In 1940, Romney wrote The Mace of the House of Representatives of the United States, a short history of the Mace of the Republic.

== Criminal Charges ==
Romney was caught concealing a $143,863 shortage in his office accounts due to transactions with former Representative John H. Smithwick of Florida, who could not be indicted due to the statute at limitations.

A criminal case against Romney was started in 1947, and he was convicted and sentenced to between one and three years in prison for the shortfall and operating a bank with no legal authority. While in office in 1931, he was found to have written to Smithwick "we have been jointly guilty of fraud"

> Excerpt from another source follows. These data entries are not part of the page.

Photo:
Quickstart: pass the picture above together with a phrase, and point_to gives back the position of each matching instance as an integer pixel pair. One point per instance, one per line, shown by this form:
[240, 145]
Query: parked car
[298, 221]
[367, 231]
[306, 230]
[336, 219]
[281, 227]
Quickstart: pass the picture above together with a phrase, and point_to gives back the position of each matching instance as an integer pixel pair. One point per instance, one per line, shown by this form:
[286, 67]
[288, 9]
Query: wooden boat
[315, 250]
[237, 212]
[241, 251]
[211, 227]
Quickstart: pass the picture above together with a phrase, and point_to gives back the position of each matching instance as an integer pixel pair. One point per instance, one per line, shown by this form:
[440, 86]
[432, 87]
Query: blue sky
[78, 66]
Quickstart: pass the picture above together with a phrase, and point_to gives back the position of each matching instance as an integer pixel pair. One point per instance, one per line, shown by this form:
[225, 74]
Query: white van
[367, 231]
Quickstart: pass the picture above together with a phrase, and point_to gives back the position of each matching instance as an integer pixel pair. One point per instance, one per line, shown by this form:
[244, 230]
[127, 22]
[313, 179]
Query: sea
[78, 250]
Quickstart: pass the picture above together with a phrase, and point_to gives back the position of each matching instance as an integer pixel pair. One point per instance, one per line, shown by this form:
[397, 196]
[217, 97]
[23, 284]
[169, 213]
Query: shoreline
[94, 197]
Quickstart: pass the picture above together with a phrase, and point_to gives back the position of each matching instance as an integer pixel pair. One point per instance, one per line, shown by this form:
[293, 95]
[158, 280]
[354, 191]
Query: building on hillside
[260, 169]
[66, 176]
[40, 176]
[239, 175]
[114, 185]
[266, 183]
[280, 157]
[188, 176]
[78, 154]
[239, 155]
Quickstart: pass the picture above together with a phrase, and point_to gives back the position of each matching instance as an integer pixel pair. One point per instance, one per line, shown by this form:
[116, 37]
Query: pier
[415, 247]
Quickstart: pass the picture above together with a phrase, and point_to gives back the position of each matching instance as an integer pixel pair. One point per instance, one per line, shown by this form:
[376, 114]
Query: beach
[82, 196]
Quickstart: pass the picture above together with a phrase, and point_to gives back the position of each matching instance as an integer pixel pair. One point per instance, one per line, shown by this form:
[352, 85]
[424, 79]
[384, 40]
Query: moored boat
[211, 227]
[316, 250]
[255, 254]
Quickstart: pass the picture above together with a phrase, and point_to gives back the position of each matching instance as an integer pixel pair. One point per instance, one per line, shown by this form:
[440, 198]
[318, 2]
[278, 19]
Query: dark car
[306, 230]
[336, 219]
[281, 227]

He later lost an appeal of his conviction. Justice Alexander Holtzoff, who presided over the case in district courts, offered him a relatively lenient sentence due to the others involved in the crime being beyond the statute of limitations.

== Recognition ==
For his work as the chief tally clerk for the 1932 and 1936 Democratic National Conventions, the convention resolved in 1936:"RESOLVED: That the thanks of this convention should be extended to Mr. Kenneth Romney, Sergeant at Arms of the House of Representatives and Chief Tally Clerk of the Democratic Convention, for the careful and intelligent manner in which he has exercised his duties during the convention."
== Personal life ==

Romney married Edna Fullerton in 1910. The couple had one son, Kenneth Jr. Romney died on 6 April 1952 of a heart attack in Arlington, Virginia.